# I lost my baby



## DreamsInDigital (Sep 18, 2003)

I miscarried tonight. I'd been having brown spotting and cramping for about 24 hours but I was trying not to worry about it. I've got family visiting from out of town and we stayed up late to watch Sweeney Todd. I went to bed around 2am, laid down with my DD and felt a pop and a gush of fluid. I knew after looking at the sheets that it had been my water breaking. I got a towel and sat on it, and then I started to bleed. I called my midwife, and she lent me a listening ear, lots of support and love and my husband was there as I passed the baby around 2:30am. I couldn't tell by looking if it was a boy or a girl, but we felt in our hearts our baby had been a girl. She appeared to be around 9-10 weeks gestational age, though I was 13 weeks and a few days.

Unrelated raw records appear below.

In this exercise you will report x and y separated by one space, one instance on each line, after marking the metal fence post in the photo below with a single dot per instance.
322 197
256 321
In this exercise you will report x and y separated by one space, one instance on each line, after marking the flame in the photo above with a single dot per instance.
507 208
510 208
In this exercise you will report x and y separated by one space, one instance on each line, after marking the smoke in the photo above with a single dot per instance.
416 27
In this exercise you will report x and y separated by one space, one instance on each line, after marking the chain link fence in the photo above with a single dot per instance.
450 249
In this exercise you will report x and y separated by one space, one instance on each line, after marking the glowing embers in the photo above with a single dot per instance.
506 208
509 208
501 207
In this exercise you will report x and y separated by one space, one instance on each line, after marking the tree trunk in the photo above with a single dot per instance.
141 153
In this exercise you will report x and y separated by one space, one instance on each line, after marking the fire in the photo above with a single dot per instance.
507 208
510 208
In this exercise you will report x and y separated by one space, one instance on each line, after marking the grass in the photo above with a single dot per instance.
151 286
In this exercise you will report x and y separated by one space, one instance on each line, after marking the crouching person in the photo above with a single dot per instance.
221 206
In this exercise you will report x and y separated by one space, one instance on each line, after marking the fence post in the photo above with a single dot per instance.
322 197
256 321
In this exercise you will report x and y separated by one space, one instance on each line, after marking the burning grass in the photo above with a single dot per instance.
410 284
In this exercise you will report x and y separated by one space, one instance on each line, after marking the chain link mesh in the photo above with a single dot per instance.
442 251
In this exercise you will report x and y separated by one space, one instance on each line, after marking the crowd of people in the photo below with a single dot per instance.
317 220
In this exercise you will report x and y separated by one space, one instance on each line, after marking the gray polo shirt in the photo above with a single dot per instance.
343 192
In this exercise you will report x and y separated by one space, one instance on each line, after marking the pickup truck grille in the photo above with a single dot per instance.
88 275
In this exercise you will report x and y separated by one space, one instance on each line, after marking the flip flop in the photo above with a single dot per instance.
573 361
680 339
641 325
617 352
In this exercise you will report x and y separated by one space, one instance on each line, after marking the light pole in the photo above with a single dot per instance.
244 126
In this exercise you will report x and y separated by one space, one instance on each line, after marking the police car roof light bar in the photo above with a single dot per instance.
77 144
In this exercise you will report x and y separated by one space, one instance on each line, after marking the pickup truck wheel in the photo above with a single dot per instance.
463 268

I am feeling very numb, bordering on sad but mostly just numb. I've been bleeding a lot and am considering going to the hospital soon if it doesn't let up.

My husband is very sad and we cried together as we decided to name her Willow Rebecca. Come full spring we will plant a willow tree in her memory.

Farewell, sweet baby. I am glad to have known you as long as I did.


----------



## earthmama369 (Jul 29, 2005)

I'm so sorry. What a beautiful name you picked for your baby.


----------



## PassionateWriter (Feb 27, 2008)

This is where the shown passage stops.